I remember attending a conference over the last year, listening to a well know speaker advocate Graph databases as the next “big thing.” I messaged my team–“Does anyone know what a Graph database is?” One knew a little about it, the others not much.

On a daily basis, my mailbox is flooded with emails hyping the next big data tool(s) with companies I have not heard of and vague claims of superior functionality.

I read available literature for a few hours each day minimum, but it is hardly enough to keep up with trends and changes.

Additionally, there are ongoing changes in basic infrastructure with the spread of virtualization beyond servers into software defined data centers and networks with micro segmentation and next generation firewalls providing east-west security.

Infrastructure and data based changes are blurring traditional IT roles. Server and Network roles, (traditionally separate roles), are beginning to blend functions. This will likely continue until it will be hard to distinguish between the two.

A newer role of Data Scientist has emerged, but it is likely to become a splintered role by definition as people focus on gaining expertise with specific types of databases and tools.

Many IT groups in mid-size and smaller manufacturing companies tend to be small with skill sets focused around infrastructure and major systems in use. Meeting the changes being described can be a very difficult challenge for such groups as it is hard to encompass all of the various skill sets in a small group.

Machine learning, often referred to as AI, is a very promising approach for a variety of reasons. In the context of databases, AI is probably a misleading term; I would refer to it as “Automated Data Mining” as opposed to self-learning.

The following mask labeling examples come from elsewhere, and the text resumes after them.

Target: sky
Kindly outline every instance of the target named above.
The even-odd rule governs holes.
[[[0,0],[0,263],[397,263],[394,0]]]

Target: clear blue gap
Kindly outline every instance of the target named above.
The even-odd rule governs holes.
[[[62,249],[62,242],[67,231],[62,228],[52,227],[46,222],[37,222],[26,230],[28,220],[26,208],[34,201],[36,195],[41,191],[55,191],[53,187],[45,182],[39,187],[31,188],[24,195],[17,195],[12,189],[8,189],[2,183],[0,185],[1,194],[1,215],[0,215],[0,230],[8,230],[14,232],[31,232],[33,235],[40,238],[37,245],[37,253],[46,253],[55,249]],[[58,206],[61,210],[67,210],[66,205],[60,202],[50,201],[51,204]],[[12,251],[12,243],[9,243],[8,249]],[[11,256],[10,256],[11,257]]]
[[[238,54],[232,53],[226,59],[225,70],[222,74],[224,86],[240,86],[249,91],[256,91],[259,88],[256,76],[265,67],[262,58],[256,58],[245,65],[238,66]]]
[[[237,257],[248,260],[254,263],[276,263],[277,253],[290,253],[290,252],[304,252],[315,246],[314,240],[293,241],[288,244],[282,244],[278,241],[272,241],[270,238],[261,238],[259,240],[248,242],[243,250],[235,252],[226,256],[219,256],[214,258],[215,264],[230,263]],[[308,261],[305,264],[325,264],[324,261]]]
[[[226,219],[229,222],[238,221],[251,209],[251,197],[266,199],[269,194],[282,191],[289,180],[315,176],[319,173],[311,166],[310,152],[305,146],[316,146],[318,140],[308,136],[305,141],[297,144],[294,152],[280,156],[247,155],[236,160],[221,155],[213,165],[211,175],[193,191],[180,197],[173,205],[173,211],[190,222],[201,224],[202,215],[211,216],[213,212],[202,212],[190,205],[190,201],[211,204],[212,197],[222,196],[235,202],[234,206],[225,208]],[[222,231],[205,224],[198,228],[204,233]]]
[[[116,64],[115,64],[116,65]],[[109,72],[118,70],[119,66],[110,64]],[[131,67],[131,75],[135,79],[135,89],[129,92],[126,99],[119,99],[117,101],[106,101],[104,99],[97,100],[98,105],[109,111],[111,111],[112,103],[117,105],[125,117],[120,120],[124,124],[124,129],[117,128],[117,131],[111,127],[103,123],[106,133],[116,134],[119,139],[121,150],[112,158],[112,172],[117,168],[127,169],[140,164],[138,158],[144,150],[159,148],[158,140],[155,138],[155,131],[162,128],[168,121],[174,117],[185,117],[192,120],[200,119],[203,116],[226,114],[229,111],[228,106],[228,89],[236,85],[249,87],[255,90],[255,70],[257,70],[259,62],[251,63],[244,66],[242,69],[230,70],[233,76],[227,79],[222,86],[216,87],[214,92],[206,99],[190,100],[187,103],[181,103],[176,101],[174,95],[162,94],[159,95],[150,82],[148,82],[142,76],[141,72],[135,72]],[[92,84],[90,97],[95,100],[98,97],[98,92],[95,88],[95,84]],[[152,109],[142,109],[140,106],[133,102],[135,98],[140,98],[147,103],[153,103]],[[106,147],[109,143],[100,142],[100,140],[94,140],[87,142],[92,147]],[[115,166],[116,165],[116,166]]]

Machine learning tools use mathematical algorithms to search for matching data, or links, in the content of multiple databases. As an example, the content of a column in one database containing customer numbers may match to a high degree the content of a column in a second database. This could lead to the presumption that both columns contain customer numbers and a join, or link, may be established on that basis.

Tools of this type can also perform cleaning to varying degrees, such as being capable of recognizing U.S.A. and USA as the same thing to normalize the data accordingly.

In an ideal world, users without IT coding or database skill sets can use tools like these against replicated datasets to define relationships among multiple datasets, clean the data, and join it in such a way that visualization tools can be applied.

Achieving this would relieve IT (and users) of the iterative process of building views between IT and users leading to far more efficient processes in the future.